In Delta State, the people now derisively call them “POINTus pilates”, reminiscent of when Lagos governor, Babajide Sanwo-Olu genuinely inspected projects he was executing. But can the commissioners be blamed? Of course not. They simply lack leadership. Governor Oborevwori has not done anything to inspire them.
Rather, Oborevwori has been overtaken by the fear of the inevitable. Having seen how the innovative measures introduced by INEC are now used to uphold the people’s verdict and bearing in mind the overwhelming victory of the Delta APC in the Senate election, the governor has basically abandoned governance in pursuit of illusive political straws to hang on to.
That the people of Delta State have been yearning for genuine change in leadership is not lost on the place holder governor. They saw in Ovie Omo-Agege the fresh path to development. Oborevwori knows how the electoral process was brazenly manipulated to put him in power. He knows that unlike the Election Petitions Tribunal which operated under a very challenging atmosphere in Delta State, his “victory” will not stand the independent scrutiny of higher courts.

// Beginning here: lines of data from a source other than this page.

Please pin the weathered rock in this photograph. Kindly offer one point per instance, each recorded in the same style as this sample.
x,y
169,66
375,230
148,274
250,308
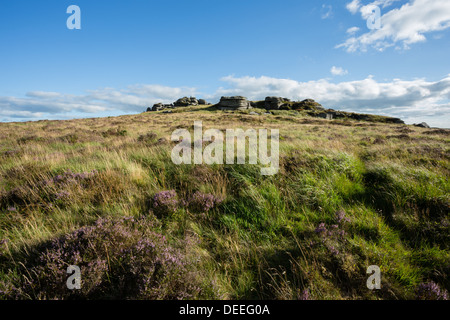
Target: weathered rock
x,y
309,104
422,125
185,101
157,107
236,102
272,103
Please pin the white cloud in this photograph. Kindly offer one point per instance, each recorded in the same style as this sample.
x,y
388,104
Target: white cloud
x,y
327,11
412,100
338,71
38,104
405,25
353,6
352,30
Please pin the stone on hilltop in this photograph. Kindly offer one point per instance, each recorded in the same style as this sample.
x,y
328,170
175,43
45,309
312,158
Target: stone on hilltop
x,y
422,125
272,103
236,102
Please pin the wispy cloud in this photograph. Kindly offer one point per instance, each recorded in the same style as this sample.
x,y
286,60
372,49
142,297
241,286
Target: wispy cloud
x,y
326,11
353,6
402,26
411,100
352,30
338,71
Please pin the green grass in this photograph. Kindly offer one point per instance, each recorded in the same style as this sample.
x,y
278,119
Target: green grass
x,y
260,242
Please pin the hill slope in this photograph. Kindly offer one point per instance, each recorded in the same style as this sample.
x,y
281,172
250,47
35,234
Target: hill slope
x,y
104,194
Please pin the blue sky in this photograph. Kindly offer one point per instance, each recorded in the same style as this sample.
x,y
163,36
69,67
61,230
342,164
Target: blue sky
x,y
131,54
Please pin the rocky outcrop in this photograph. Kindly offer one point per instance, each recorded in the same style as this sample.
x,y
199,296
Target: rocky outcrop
x,y
159,107
185,102
233,103
274,103
422,125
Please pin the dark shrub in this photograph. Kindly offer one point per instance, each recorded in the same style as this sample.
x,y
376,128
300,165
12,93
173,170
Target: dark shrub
x,y
118,259
431,291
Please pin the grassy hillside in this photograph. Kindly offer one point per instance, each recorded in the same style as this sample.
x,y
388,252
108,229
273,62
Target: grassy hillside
x,y
104,194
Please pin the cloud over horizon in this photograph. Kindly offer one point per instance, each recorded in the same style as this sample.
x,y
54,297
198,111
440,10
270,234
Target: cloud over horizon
x,y
412,100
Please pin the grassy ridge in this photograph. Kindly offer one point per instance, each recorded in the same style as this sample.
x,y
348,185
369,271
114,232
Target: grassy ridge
x,y
349,194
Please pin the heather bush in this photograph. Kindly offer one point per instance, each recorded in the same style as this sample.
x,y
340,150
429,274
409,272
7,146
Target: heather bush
x,y
203,202
119,258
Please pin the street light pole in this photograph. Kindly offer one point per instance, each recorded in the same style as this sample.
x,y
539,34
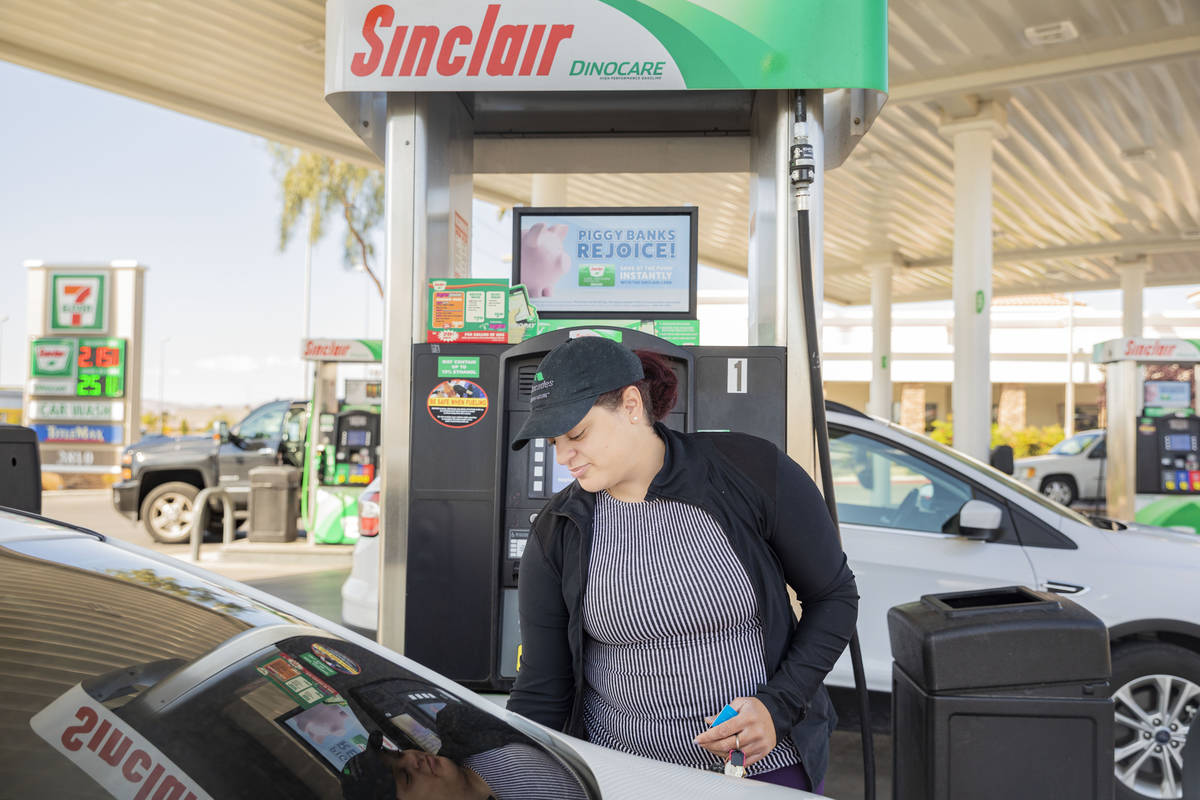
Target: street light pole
x,y
307,300
4,318
162,383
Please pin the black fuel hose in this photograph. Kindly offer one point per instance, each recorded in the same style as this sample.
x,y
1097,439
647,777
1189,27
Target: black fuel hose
x,y
821,431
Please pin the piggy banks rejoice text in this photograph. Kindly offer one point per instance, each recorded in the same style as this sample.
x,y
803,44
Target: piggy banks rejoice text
x,y
543,260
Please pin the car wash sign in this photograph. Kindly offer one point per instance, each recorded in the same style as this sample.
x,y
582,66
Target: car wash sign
x,y
604,44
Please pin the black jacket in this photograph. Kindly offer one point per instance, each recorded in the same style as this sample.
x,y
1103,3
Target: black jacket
x,y
781,533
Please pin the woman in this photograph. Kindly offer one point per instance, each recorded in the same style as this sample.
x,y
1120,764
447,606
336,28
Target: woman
x,y
654,588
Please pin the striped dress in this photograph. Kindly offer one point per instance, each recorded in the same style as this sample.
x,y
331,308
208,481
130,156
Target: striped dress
x,y
672,632
517,771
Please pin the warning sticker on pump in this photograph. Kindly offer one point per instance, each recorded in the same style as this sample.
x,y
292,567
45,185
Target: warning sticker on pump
x,y
457,403
294,680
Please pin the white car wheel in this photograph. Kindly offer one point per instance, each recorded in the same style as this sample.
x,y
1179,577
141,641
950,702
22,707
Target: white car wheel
x,y
1060,489
1157,701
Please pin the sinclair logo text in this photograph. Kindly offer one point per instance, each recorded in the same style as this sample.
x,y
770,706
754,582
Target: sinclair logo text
x,y
408,50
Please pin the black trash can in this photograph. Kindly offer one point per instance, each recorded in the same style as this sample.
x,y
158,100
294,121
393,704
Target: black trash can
x,y
1000,693
274,504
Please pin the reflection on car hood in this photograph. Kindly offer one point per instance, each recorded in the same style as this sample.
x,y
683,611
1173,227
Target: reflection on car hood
x,y
1035,461
174,444
1150,542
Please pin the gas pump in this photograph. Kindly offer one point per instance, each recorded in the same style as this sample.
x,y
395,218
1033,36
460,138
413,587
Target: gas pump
x,y
355,449
342,441
1153,432
719,100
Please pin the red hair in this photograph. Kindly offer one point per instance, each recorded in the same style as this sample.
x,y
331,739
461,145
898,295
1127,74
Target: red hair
x,y
659,388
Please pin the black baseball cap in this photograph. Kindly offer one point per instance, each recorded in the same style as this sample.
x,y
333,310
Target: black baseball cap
x,y
570,379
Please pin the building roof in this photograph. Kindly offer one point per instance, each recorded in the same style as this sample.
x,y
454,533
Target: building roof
x,y
1097,166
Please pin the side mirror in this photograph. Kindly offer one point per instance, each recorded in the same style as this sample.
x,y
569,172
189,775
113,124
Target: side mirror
x,y
979,519
1002,458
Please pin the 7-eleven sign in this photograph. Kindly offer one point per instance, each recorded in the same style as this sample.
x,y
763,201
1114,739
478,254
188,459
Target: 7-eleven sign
x,y
78,302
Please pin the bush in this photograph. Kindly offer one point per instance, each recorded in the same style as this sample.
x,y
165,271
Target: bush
x,y
1025,441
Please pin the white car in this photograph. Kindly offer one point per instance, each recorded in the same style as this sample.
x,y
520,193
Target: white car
x,y
1072,470
897,491
131,673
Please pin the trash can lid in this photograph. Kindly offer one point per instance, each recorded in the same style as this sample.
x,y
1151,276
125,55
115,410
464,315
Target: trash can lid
x,y
275,476
1009,636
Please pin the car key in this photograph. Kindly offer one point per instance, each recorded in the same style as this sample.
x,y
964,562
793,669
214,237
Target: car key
x,y
737,764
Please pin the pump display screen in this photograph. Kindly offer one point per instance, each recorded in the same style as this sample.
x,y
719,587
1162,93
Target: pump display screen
x,y
1177,441
1168,394
559,476
607,263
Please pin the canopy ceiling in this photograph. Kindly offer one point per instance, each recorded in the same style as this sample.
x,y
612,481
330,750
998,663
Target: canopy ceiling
x,y
1099,167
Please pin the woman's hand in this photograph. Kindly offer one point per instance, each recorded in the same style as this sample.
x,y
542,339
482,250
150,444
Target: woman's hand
x,y
753,729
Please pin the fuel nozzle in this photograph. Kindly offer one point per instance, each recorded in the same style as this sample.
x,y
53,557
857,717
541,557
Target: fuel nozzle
x,y
803,167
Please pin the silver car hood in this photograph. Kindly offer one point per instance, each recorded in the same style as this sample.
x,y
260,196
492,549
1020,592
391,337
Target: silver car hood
x,y
621,775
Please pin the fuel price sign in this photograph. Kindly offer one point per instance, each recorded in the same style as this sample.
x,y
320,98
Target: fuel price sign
x,y
100,367
83,367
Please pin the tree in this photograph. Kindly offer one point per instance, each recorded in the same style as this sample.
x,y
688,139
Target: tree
x,y
327,187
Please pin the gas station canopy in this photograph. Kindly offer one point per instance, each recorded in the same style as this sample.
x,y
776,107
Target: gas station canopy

Apparently in anticipation of the fate that awaits them, they have resorted to using fake names to sponsor articles suggesting that Ovie Omo-Agege has been bought over by Chief James Ibori.
To the uninformed media hacks, that President Bola Ahmed Tinubu appointed some of the best hands and technocrats who played very big roles in the massive electoral fortunes of the APC in Delta State is proof of their unfounded allegation. They forgot or just did not know that it was the turn of Delta State to produce the board chairman of NDDC in addition to a statutory representative of the state in the board.
If Deltans are yearning for a new leadership that will bring the state out of perfidy that was its unfortunate lot under Okowa, and Ibori is a Deltan and leader, then he has made the right call. This is not to suggest that there is such development between Ibori and Omo-Agege. The former Deputy President of the Senate has always been his own man. He has a road map to accelerating the development of Delta which the people have bought into.
As our people say, when a man fouls his community, the sight of his ever constant shadow evokes morbid fear in him. For Oborevwori and his group, the time of the long shadow has come.
● Mr. Oghenejirokowho Olokor writes from Asaba.